On the following June, actors and patentees were at issue; and their dissensions were not quelled by the Lord Chamberlain closing the house; from which Rich, of whose oppressions the actors complained, was driven by Collier, the M.P. for Truro, to whom, for political as well as other reasons, a licence was granted to open Drury Lane. When Collier took forcible possession of the house, he found that Rich had carried off most of the scenery and costumes; but he made the best of adverse circumstances and a company lacking Betterton and other able actors; and he opened Drury on November 23rd, 1709, under the direction of Aaron Hill, with "Aurungzebe," and Booth for his leading tragedian.
Booth wished to appear in a new tragedy, and Hill wrote in a week that "Elfrid" which the public damned in a night.[91] Hill was always ready to write. At Westminster, he had filled his pockets by writing the exercises of young gentlemen who had not wit for the work; and by and by he will be writing the "Bastard," for Savage. Meanwhile, here was "Elfrid," written and condemned. The author allowed that it was "an unpruned wilderness of fancy, with here and there a flower among the leaves, but without any fruit of judgment." At this time, Hill was a young fellow of four and twenty, with great experience and some reputation. A friendless young "Westminster," he had at fifteen found his way alone to Constantinople, where he obtained a patron in the ambassador, the sixth Lord Paget,—a distant relation of the youthful Aaron. Under the peer's auspices, Hill travelled extensively in the East; and subsequently, ere he was yet twenty, accompanied Sir William Wentworth, as travelling tutor, over most of Europe. Later, his poem of "Camillus," in defence of Lord Peterborough, procured for him the post of secretary to that brave and eccentric peer, with whom he remained till his marriage. Then Aaron lived with a divided allegiance to his wife and the stage, for the improvement of which he had many an impracticable theory. He would willingly have written a tragedy for Booth once a week.
Tragedies not being in request, Hill tried farce, and produced his "Walking Statue," a screamer, as improbable as his "Elfrid" was unpruned. The audience would not tolerate it; and Hill came before them in a few days with a comedy,—"Trick upon Trick," at which the house howled rather than laughed.[92] Whereupon Hill new-nibbed his pen, and addressed himself to composition again.
The treasury gained more by the appearance of Elrington, in "Oroonoko," than by Hill's novelties. Then, the trial of putting the fairy dancer, Santlow, into boy's clothes, and giving her the small part of the Eunuch in "Valentinian" to play, and an epilogue to be spoken in male attire, succeeded so well, that she was cast for Dorcas Zeal in Charles Shadwell's "Fair Quaker of Deal," wherein she took the town, and won the heart of Booth. In this character-piece Flip, the sea-brute, is contrasted with Beau Mizen, the sea-fop; but the latter is, in some degree, a copy of Baker's Maiden, the progenitor of the family of Dundreary.

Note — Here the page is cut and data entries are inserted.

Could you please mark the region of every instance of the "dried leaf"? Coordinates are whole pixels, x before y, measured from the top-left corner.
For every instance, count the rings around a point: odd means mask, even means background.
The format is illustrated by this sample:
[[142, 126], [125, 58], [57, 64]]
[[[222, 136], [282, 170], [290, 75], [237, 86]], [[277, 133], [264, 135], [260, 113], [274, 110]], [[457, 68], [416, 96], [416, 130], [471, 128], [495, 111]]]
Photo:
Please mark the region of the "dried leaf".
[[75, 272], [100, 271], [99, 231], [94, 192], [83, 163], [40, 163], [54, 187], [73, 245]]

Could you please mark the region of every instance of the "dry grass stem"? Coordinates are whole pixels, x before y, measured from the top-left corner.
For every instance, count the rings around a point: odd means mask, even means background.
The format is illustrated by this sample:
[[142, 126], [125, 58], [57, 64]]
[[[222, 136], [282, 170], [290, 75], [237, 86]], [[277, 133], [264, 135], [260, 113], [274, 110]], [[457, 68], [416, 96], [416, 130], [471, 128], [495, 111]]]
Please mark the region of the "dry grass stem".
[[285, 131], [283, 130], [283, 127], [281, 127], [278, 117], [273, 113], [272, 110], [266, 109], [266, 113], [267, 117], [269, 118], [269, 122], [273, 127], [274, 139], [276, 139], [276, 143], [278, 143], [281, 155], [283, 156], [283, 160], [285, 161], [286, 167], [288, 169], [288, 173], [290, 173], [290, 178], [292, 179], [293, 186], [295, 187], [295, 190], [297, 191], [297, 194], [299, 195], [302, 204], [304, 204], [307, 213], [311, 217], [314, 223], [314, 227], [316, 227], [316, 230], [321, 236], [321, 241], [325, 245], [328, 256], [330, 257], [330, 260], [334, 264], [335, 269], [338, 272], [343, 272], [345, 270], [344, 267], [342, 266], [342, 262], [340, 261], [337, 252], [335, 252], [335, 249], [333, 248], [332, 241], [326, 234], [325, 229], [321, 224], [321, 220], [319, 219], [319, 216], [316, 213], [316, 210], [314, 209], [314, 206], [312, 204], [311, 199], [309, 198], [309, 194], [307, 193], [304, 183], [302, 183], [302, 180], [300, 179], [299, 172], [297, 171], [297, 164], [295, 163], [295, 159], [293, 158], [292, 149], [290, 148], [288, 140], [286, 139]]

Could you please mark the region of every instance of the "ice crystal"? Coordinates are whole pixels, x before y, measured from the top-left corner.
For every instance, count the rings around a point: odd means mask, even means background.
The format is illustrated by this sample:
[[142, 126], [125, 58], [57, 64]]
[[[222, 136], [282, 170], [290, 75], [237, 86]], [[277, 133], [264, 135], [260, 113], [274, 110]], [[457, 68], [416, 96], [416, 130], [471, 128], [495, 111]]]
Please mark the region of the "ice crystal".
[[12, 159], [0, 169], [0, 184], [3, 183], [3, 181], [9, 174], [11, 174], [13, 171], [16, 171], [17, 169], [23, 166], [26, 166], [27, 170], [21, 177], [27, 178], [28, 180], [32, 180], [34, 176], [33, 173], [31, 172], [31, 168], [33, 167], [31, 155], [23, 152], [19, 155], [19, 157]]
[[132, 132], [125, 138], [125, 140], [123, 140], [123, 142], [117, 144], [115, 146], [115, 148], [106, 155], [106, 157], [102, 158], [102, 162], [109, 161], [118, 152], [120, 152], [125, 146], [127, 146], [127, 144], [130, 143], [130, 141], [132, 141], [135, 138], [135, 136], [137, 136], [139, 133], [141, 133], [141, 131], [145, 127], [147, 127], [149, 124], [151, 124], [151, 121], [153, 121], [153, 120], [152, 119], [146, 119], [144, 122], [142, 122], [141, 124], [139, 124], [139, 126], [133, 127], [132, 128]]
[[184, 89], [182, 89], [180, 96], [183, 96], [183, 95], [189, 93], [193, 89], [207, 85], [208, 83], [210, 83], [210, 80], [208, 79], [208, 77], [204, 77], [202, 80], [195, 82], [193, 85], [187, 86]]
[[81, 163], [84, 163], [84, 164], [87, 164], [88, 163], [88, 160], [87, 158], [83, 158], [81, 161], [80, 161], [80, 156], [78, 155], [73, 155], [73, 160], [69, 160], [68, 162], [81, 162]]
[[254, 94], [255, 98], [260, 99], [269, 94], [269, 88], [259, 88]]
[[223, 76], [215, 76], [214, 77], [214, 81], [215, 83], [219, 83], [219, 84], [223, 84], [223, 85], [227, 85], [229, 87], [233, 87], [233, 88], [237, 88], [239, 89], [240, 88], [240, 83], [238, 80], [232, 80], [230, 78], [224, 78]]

From Collier, there went over to the Haymarket, under Swiney, Betterton, Wilks, Cibber, Dogget, Mills, Mrs. Barry, Oldfield, and other actors of mark. Drury had opened with Dryden. The Queen's Theatre, Haymarket, commenced its season on the 15th of September 1709, with Shakspeare. The play was "Othello," with Betterton in the Moor; but oh! shade of the bard of Avon, there was between the acts a performance by "a Mr. Higgins, a posture-master from Holland," and the critics, silently admiring "old Thomas," loudly pronounced the feats of the pseudo-Hollander to be "marvellous." The only great event of the season was the death of Betterton, soon after his benefit, on the 13th of April 1710, of which I have already spoken at length.
About this period, the word encore was introduced at the operatic performances in the Haymarket, and very much objected to by plain-going Englishmen. It was also the custom of some who desired the repetition of a song to cry altra volta! altra volta! The Italian phrase was denounced as vigorously as the French exclamation; and a writer in the Spectator asks when it may be proper for him to say it in English, and would it be vulgar to shout again! again!
The season of 1710-11 was a languishing one. Players and playgoers seemed to feel that the great glory of the stage was extinguished in the death of Betterton and the departure of Mrs. Barry. Collier, restless and capricious, gave up Drury Lane for opera at the Haymarket, Swiney exchanging with him. The united company of actors assembling at the former, contributed £200 a year as a sort of compensation to Collier, as well as refraining from playing on a Wednesday, when an opera was given on that night. The Thursday audiences were all the larger for this; but the inferior actors, who were paid by the day, felt the hardship of this arrangement, and noblemen, who espoused the part of the English players against the foreign singers, expressed an opinion, as they walked about behind the scenes, that "it was shameful to take part of the actors' bread from them to support the silly diversions of people of quality."
Booth and Powell shared the inheritance of Betterton, and Mrs. Bradshaw succeeded to that of Mrs. Barry; but Mrs. Porter was soon to dispute it with her. The old stock pieces were well cast, but no new play obtained toleration for above a night or two. Mrs. Centlivre's "Marplot,"[93] a poor sequel to the "Busy Body," brought her nothing more substantial than a dedication fee of £40 from the Earl of Portland, the son of William III.'s "Bentinck." This was more than Johnson obtained for dedicating his condemned comedy, the "Generous Husband," to the last of the three Lords Ashburnham, who were alive in 1710. Poor Elkanah Settle, too, pensioned poet of the city, and a brother of the Charterhouse, was employed by Booth to adapt Beaumont and Fletcher's "Knight of the Burning Pestle," which Elkanah transformed to the "City Ramble," Booth playing Rinaldo. Settle was so unpopular at this time, that he brought out his play in the summer season when the town was scantily peopled. The only result was that it was damned by a thin house instead of a crowded one.
At the close of the season Swiney returned to the Opera; Collier to Drury Lane, under a new licence to himself, Wilks, Cibber, and Dogget. Collier withdrew, however, from the management, and the three actors named paid him £700 a year for doing nothing. From this time may be dated the real prosperity of the sole and united company of actors, for whom a halcyon score of years was now beginning. On the other hand, the opera only brought ruin, and drove into exile its able but unlucky manager, Swiney.